Review copy provided by Tor Books.
The first thing about this book is that it nails the voice. It’s a 1930s British spy novel, and Rajaniemi gets that, down to the bones and, er, ectoplasm. It is intensely atmospheric; while the WWI of this book is not our WWI and the thirties that ensue are not our thirties, they have the same emotional heft, the same grit and shadow as ours. I like this a lot.
Second, what it has is follow-through on its worldbuilding. I watch a lot of procedurals with my workouts–no, a lot–no, really really a lot–and they quite often want to veer at least temporarily into an episode that has ghosts. But they don’t want to think about the implications of the kind of ghosts they’ve chosen: how much they can observe the world of the living, how much they can interact with physical objects, what effects that would have on life in general and the setting of the procedural in specific. Because they don’t want to write a ghost story, they want to write a procedural and do a little flirting on the side.
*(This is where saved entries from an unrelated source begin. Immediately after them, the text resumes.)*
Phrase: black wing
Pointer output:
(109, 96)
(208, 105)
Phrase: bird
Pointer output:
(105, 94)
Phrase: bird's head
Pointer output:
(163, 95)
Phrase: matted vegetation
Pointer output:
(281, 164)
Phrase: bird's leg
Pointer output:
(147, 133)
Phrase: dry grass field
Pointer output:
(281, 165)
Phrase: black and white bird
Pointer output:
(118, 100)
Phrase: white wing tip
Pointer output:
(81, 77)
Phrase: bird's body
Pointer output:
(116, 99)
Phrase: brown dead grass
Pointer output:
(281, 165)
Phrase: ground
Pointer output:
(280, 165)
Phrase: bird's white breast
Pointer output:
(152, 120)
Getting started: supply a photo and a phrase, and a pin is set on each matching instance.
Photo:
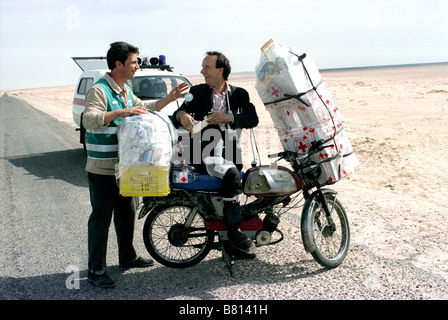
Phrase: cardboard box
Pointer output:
(144, 181)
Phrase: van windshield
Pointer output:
(154, 87)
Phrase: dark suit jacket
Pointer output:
(244, 114)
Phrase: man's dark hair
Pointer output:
(119, 51)
(221, 62)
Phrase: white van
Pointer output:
(153, 81)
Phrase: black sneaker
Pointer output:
(100, 280)
(241, 241)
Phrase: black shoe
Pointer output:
(139, 263)
(238, 254)
(241, 241)
(100, 280)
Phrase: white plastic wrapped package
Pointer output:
(145, 151)
(291, 87)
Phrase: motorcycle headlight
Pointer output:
(267, 180)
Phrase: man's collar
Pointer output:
(225, 90)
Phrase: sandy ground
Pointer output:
(396, 120)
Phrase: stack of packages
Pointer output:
(145, 148)
(291, 87)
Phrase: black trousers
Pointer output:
(231, 187)
(106, 202)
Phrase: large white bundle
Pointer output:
(145, 150)
(292, 89)
(146, 140)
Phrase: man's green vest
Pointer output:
(103, 143)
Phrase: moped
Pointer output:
(182, 227)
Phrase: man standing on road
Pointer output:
(107, 102)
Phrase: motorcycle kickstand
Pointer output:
(228, 259)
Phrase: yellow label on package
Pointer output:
(145, 181)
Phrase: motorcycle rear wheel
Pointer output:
(329, 248)
(169, 242)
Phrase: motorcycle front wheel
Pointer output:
(327, 243)
(170, 242)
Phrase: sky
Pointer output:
(39, 37)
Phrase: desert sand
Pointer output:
(396, 119)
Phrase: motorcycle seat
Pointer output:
(195, 180)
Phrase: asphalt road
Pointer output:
(43, 244)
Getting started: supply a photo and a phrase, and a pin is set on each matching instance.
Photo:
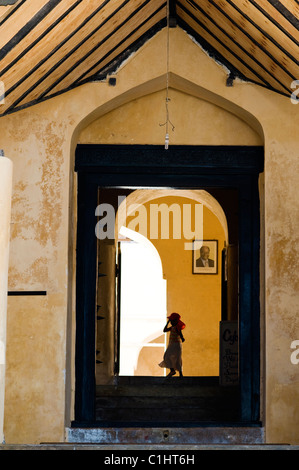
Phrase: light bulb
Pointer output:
(166, 141)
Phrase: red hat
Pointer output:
(175, 316)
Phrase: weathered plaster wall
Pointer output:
(41, 142)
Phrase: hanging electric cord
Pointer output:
(167, 122)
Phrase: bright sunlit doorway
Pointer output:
(143, 307)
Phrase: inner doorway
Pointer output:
(143, 306)
(110, 166)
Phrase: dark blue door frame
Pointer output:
(196, 167)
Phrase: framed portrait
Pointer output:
(205, 257)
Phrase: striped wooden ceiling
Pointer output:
(51, 46)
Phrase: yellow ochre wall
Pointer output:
(41, 141)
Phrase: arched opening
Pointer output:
(174, 222)
(142, 306)
(232, 169)
(238, 196)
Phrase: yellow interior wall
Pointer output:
(41, 141)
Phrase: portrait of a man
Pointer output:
(204, 256)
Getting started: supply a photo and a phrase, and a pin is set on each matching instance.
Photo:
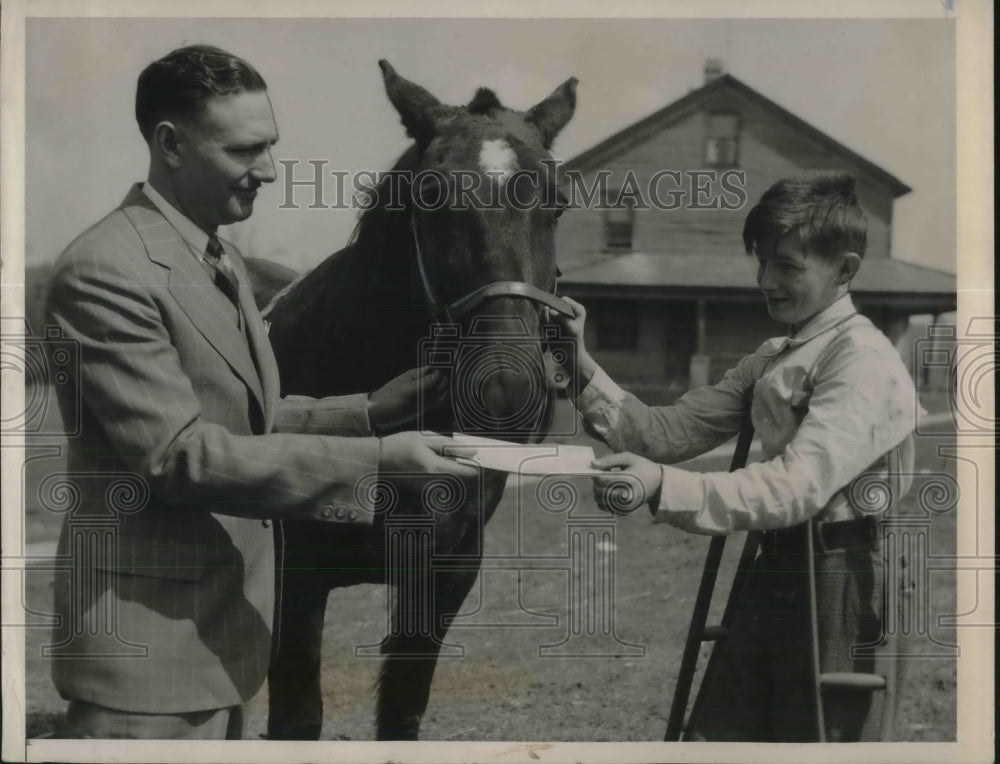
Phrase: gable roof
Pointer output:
(689, 103)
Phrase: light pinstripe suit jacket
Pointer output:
(169, 608)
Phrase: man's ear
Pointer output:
(166, 143)
(849, 264)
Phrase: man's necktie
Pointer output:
(225, 277)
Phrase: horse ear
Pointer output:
(551, 115)
(414, 104)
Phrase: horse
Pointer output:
(439, 266)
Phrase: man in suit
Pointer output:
(167, 601)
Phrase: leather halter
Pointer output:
(454, 311)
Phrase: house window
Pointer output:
(619, 223)
(617, 326)
(722, 143)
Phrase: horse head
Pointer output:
(483, 201)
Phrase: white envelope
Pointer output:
(538, 459)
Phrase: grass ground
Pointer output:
(503, 688)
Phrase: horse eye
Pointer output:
(561, 203)
(429, 192)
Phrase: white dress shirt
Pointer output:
(829, 403)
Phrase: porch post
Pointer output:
(700, 362)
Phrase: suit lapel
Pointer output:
(190, 285)
(257, 337)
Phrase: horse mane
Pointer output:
(484, 102)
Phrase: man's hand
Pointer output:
(407, 455)
(630, 482)
(398, 401)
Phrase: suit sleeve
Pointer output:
(334, 415)
(132, 379)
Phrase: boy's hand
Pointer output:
(631, 482)
(572, 326)
(574, 329)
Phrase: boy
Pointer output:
(831, 403)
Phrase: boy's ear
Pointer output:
(850, 262)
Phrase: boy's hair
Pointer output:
(822, 209)
(183, 80)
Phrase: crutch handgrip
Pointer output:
(847, 680)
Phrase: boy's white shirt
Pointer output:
(829, 403)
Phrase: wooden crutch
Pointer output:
(851, 680)
(698, 632)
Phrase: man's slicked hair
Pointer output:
(823, 209)
(182, 81)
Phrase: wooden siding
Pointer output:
(768, 150)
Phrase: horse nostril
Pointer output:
(499, 388)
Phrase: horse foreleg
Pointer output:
(411, 655)
(295, 696)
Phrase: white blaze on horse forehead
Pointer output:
(497, 157)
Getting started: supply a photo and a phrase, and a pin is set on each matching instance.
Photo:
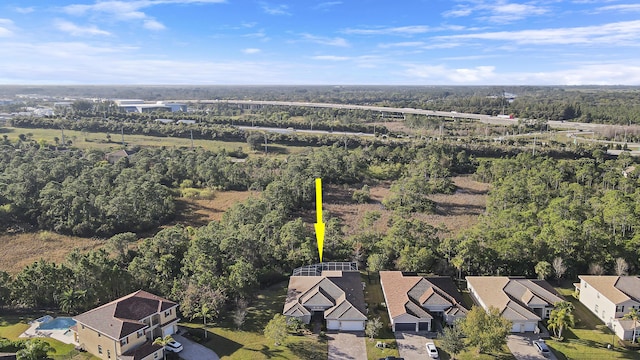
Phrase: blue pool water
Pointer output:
(61, 323)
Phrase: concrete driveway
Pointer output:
(194, 351)
(412, 346)
(521, 346)
(347, 346)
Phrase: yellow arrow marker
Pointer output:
(319, 225)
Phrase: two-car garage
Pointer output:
(345, 325)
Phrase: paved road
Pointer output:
(294, 131)
(193, 350)
(347, 346)
(412, 346)
(522, 348)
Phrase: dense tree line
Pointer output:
(582, 211)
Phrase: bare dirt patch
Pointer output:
(455, 212)
(20, 250)
(199, 212)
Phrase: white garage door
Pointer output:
(333, 325)
(169, 330)
(352, 325)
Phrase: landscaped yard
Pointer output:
(589, 338)
(12, 326)
(375, 299)
(249, 342)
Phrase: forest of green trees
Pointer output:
(574, 203)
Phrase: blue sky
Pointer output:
(372, 42)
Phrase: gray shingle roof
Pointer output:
(124, 316)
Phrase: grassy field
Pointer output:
(25, 248)
(98, 140)
(375, 299)
(249, 342)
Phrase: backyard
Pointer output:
(590, 337)
(249, 342)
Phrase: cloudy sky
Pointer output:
(377, 42)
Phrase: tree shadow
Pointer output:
(268, 352)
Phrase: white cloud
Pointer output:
(401, 30)
(280, 9)
(474, 75)
(5, 28)
(127, 10)
(331, 58)
(152, 24)
(622, 33)
(416, 44)
(624, 8)
(75, 30)
(337, 41)
(500, 11)
(326, 6)
(25, 10)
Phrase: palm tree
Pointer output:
(561, 318)
(634, 315)
(71, 300)
(163, 342)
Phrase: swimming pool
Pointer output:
(60, 323)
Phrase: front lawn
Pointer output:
(249, 342)
(375, 299)
(590, 337)
(12, 326)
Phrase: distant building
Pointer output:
(412, 301)
(610, 298)
(126, 328)
(524, 302)
(331, 291)
(140, 106)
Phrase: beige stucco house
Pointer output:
(524, 302)
(124, 329)
(610, 298)
(329, 291)
(412, 301)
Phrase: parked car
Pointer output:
(174, 346)
(542, 347)
(432, 350)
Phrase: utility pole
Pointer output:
(265, 143)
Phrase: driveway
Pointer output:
(522, 348)
(194, 351)
(347, 346)
(411, 345)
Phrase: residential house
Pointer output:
(524, 302)
(124, 329)
(327, 291)
(610, 298)
(412, 301)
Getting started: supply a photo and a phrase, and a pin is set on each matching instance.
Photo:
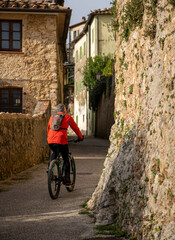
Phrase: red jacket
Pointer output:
(60, 136)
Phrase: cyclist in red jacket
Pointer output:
(58, 141)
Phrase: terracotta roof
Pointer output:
(31, 5)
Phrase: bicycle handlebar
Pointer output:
(76, 140)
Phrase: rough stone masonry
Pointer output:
(137, 186)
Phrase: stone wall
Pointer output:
(35, 69)
(137, 185)
(23, 140)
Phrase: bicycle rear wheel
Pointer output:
(72, 173)
(54, 179)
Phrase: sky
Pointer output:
(82, 8)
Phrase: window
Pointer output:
(11, 100)
(10, 35)
(80, 52)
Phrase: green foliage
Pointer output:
(102, 65)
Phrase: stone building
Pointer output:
(32, 53)
(95, 39)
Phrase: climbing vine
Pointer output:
(103, 66)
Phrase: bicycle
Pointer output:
(56, 174)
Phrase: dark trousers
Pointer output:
(64, 150)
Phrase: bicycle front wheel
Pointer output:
(54, 179)
(72, 173)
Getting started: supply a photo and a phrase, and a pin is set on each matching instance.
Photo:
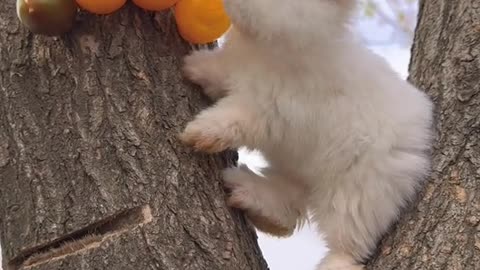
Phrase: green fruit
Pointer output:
(47, 17)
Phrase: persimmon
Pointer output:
(155, 5)
(47, 17)
(201, 21)
(101, 7)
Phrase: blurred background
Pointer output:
(387, 28)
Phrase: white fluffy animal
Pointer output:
(345, 137)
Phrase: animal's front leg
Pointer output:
(227, 125)
(205, 68)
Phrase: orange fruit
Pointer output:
(155, 5)
(201, 21)
(101, 6)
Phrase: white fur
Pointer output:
(345, 137)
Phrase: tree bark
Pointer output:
(92, 175)
(442, 231)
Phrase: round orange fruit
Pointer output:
(101, 6)
(155, 5)
(201, 21)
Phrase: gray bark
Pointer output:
(92, 175)
(442, 231)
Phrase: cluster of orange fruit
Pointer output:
(198, 21)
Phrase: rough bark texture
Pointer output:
(91, 173)
(443, 229)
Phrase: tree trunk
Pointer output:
(92, 175)
(443, 229)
Hannu Rajaniemi wanted to write a ghost story. He wanted to think very, very hard about what all the implications would be if we knew beyond a shadow of a doubt that spirits could interact with our world in certain specified ways, that people could then build technologies and social structures around. And so there is a story with heart here, with very human characters doing very human things–but the world-building was just lovely, because it thought through surveillance and evidence in a world with ghosts, it thought through how you would go about building spy networks when death did not release your agents, and the story that ensued is a very emotionally complex human story with the speculative premise utterly essential.
I liked this a lot, and I recommend it highly.